What this error means
Only proxy admin can be used to generate, delete, update info for new keys/users/teams. Route=/v1/models/{model} is a LiteLLM failure pattern reported for developers trying to fix litellm 401 unauthorized when querying single model info via /v1/models/{model}. Based on the imported evidence, treat this as a tool-specific troubleshooting page rather than a generic API error.
Why this happens
Detailed bug report with exact error traceback. Every agent turn produces 401 error on LiteLLM logs. Root cause: /v1/models/{model} is classified admin-only in LiteLLM route_checks.py. Affects all agents probing context length via this endpoint.
Common causes
- Developers using LiteLLM proxy with AI agents (Hermes, OpenClaw, custom tools) get 401 errors on /v1/models/{model} endpoint because LiteLLM gates it behind admin auth. The endpoint shares path with model mutation operations (PUT/DELETE), so regular API keys are rejected.

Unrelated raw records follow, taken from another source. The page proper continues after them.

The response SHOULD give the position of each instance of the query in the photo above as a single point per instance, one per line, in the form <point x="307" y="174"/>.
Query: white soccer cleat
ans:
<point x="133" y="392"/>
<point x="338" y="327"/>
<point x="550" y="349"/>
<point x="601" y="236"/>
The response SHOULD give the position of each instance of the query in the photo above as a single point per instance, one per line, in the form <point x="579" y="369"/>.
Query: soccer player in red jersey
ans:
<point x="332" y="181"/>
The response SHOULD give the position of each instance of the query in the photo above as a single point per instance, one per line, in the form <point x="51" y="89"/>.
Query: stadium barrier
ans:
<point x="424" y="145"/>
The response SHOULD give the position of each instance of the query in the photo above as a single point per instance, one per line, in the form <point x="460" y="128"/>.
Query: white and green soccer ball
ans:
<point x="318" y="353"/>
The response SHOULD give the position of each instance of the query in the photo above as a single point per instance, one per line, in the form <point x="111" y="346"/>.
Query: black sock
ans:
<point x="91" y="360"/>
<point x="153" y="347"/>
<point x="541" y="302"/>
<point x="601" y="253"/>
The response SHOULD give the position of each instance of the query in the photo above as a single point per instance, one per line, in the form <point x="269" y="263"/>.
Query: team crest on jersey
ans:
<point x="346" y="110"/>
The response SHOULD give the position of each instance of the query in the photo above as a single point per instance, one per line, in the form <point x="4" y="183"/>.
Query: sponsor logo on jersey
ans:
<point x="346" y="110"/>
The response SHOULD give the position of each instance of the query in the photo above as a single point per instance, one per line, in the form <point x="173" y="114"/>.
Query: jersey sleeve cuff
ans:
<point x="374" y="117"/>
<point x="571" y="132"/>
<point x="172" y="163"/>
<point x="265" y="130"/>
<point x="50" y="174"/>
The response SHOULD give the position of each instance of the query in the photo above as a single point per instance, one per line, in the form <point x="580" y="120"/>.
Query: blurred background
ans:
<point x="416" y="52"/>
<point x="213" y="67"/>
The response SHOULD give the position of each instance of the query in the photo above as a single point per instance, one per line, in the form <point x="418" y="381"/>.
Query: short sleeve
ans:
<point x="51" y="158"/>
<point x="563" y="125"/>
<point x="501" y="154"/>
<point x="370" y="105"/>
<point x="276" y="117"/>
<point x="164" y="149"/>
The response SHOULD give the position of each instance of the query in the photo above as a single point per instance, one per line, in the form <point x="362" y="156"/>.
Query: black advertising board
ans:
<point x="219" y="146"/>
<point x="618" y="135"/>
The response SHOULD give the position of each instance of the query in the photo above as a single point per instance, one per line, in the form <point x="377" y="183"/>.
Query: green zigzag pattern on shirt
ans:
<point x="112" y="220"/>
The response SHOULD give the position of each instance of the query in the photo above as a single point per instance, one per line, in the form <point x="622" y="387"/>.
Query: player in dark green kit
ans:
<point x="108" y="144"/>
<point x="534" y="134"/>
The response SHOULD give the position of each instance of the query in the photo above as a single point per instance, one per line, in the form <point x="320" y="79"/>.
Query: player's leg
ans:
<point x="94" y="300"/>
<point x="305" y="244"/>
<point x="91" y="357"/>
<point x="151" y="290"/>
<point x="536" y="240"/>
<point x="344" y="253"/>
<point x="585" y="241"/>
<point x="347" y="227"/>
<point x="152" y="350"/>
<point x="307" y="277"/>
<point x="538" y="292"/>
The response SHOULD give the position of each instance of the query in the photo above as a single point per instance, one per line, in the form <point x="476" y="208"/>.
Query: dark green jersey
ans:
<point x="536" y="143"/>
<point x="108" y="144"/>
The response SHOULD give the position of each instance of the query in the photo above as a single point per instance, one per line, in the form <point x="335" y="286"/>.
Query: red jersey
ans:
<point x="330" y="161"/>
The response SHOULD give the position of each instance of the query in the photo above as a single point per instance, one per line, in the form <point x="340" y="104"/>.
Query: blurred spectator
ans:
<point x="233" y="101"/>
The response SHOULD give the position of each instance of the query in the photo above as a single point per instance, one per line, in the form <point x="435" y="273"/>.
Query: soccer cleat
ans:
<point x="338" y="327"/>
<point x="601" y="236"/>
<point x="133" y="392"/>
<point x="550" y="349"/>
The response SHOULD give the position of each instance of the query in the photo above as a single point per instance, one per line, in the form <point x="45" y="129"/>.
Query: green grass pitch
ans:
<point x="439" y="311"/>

- Detailed bug report with exact error traceback. Every agent turn produces 401 error on LiteLLM logs. Root cause: /v1/models/{model} is classified admin-only in LiteLLM route_checks.py. Affects all agents probing context length via this endpoint.
Quick fixes
- Confirm the exact error signature matches
Only proxy admin can be used to generate, delete, update info for new keys/users/teams. Route=/v1/models/{model}. - Check the LiteLLM account, local tool state, and provider configuration involved in the failing workflow.
- Reduce request pressure, check quota or plan limits, and retry with backoff instead of immediate repeated requests.
Platform/tool-specific checks
- Verify the command, editor, extension, or API client that produced the error.
- Compare local settings with CI, deployment, or editor-level settings when the error appears in only one environment.
- Avoid deleting credentials, local model data, or project settings until the failing scope is clear.
Step-by-step troubleshooting
- Capture the exact error message and the command, editor action, or request that triggered it.
- Check whether the failure is account/auth, quota/rate, model/provider, local runtime, or deployment configuration.
- Review the source evidence below and compare it with your environment.
- Apply one change at a time and rerun the smallest failing action.
- Keep the working fix documented for the team or deployment environment.
How to prevent it
- Keep provider/tool configuration documented.
- Record non-secret diagnostics such as tool version, provider name, model name, and command path.
- Add a lightweight check before CI or production workflows depend on the tool.